“I tell you, this man went down to his house justified, rather than the other. For everyone who exalts himself will be humbled, but the one who humbles himself will be exalted.” – Luke 18:14
It is easy to justify ourselves when we choose the standard of righteousness. How often have you heard someone (or yourself) say, “at least I’m not as bad as _____?” It is easy to find somebody whose sin is worse than ours. Jesus’ teaching differs from this and shows us that self-justification is no justification at all.

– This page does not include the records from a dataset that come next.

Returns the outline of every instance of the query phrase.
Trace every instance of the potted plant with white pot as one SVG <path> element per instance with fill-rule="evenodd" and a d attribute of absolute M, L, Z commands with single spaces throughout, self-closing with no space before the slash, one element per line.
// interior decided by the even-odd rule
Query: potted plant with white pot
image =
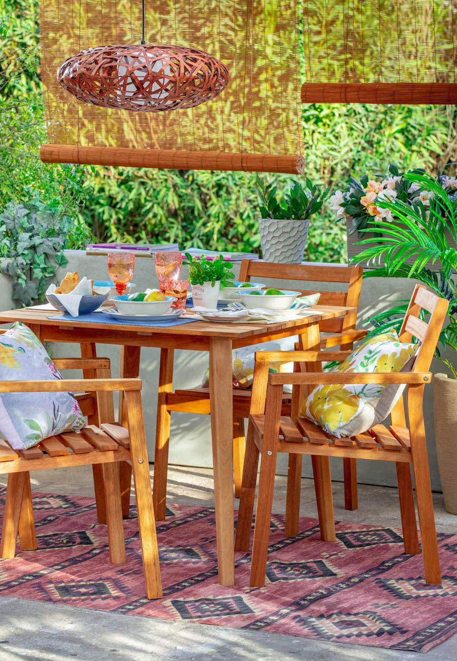
<path fill-rule="evenodd" d="M 185 254 L 186 260 L 184 263 L 189 269 L 194 306 L 215 309 L 219 291 L 234 278 L 230 271 L 233 265 L 225 261 L 221 254 L 213 259 L 204 255 L 193 257 L 189 253 Z"/>
<path fill-rule="evenodd" d="M 257 176 L 260 197 L 259 230 L 262 256 L 267 262 L 300 264 L 308 239 L 310 219 L 322 206 L 326 191 L 320 190 L 307 177 L 305 186 L 291 183 L 281 202 L 277 186 L 265 185 Z"/>

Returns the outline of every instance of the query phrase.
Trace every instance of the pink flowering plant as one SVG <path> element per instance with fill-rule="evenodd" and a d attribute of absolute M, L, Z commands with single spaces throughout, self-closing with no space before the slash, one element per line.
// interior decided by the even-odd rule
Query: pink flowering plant
<path fill-rule="evenodd" d="M 330 208 L 337 219 L 352 221 L 349 234 L 370 230 L 377 237 L 383 233 L 381 228 L 384 223 L 398 219 L 395 215 L 396 208 L 392 207 L 392 203 L 398 202 L 411 209 L 418 209 L 421 217 L 425 214 L 425 218 L 428 218 L 431 203 L 435 198 L 436 192 L 430 187 L 425 187 L 424 180 L 411 181 L 411 175 L 418 175 L 420 179 L 425 175 L 424 170 L 412 170 L 407 174 L 400 173 L 391 163 L 384 176 L 375 175 L 370 178 L 365 175 L 360 181 L 351 177 L 345 191 L 336 190 L 331 196 Z M 455 177 L 441 175 L 439 171 L 437 179 L 433 180 L 450 198 L 457 196 Z"/>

We see this illustrated in the parable of the Pharisee and tax collector in Luke 18:9-14. In this parable, a tax collector and Pharisee went into the temple to pray. In the Pharisee’s prayer, he reminded God he was, “not like other men, extortioners, unjust, adulterers… (Luke 18:11).” He also made sure God knew that he fasted and tithed. The Pharisee was probably right; in Jesus’ day Pharisees were typically the most moral and respected members of society. In contrast, the tax collector simply asked God to, “be merciful to me, a sinner (Luke 18:13)!” We do not know what his sins were, but most tax collectors at the time were unethical and took more money than was owed like Zacchaeus (Luke 19:8).
Some think God has a heavenly scale that He uses to weight our sins. If we are better than half of the people, then we are fit for heaven. The truth is that the only standard God uses is Himself. His standard is perfection, and if we have broken one commandment, then we have broken them all and cannot be in His presence (James 2:10).

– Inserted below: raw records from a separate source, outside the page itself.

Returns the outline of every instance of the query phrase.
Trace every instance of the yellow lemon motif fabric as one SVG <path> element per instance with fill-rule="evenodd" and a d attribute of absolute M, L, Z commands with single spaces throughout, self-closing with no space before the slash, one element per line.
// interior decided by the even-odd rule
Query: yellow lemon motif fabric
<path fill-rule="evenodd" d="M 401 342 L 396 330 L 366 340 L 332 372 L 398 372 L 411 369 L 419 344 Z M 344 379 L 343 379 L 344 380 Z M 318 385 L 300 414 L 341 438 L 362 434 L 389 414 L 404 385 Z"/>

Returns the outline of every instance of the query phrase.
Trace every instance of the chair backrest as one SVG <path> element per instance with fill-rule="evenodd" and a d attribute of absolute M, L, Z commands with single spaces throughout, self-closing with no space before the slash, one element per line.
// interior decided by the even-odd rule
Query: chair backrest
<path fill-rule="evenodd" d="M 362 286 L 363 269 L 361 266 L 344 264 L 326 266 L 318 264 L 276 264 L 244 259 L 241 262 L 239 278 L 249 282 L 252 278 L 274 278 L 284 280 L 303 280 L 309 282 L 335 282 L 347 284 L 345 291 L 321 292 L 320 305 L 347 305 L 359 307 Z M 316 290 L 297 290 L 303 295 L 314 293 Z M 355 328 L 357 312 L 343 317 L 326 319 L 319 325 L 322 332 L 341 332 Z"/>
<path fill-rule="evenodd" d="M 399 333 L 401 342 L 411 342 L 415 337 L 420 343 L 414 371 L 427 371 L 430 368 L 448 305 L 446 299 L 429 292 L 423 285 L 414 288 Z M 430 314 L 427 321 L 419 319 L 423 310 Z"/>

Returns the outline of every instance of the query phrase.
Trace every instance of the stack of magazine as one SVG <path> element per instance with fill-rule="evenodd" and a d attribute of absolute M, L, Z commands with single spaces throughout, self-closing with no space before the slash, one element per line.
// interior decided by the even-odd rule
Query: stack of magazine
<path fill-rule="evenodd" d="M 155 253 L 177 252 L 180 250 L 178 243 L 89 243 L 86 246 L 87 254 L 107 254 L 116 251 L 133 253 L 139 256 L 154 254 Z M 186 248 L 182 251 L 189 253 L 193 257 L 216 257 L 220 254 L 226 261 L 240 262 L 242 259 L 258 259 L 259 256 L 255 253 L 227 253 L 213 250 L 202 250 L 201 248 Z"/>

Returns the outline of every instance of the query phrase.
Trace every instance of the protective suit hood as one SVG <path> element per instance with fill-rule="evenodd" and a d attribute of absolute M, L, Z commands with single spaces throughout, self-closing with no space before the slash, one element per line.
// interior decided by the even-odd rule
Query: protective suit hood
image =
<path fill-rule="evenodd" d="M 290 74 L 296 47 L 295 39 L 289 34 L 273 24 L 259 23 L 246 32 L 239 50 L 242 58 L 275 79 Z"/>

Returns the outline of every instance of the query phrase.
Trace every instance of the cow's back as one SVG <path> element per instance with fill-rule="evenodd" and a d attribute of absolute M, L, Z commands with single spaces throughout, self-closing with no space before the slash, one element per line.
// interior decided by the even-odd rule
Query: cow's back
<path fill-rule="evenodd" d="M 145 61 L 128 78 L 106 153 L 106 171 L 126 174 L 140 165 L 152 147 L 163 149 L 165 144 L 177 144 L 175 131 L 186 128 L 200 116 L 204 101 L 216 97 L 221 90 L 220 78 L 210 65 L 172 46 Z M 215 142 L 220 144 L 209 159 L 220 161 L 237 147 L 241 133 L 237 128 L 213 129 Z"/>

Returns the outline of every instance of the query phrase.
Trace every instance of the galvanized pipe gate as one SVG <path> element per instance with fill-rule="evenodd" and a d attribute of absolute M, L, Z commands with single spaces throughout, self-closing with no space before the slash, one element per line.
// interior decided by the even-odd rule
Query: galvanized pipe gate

If that were the end of the story, we would all be without hope. But thank God that He sent His Son Jesus and, “made him to be sin who knew no sin, so that in him we might become the righteousness of God (2 Corinthians 5:21).”
The tax collector probably could have found someone whose sin was worse than his, but he understood that he was guilty and that unless God justified him, he would be guilty. Due to his humility, Jesus said that he was the one who went home justified (Luke 18:14).
Prayer of the day:
Dear heavenly Father,
Please forgive us by judging ourselves by our own standard. Help us to remember that You are the one who judges and justifies. We pray that You keep us humble so that we will not rely on our own strength, but on Your grace alone. Thank You for Your grace that is available freely through faith in Jesus. In Jesus’ name we pray, Amen!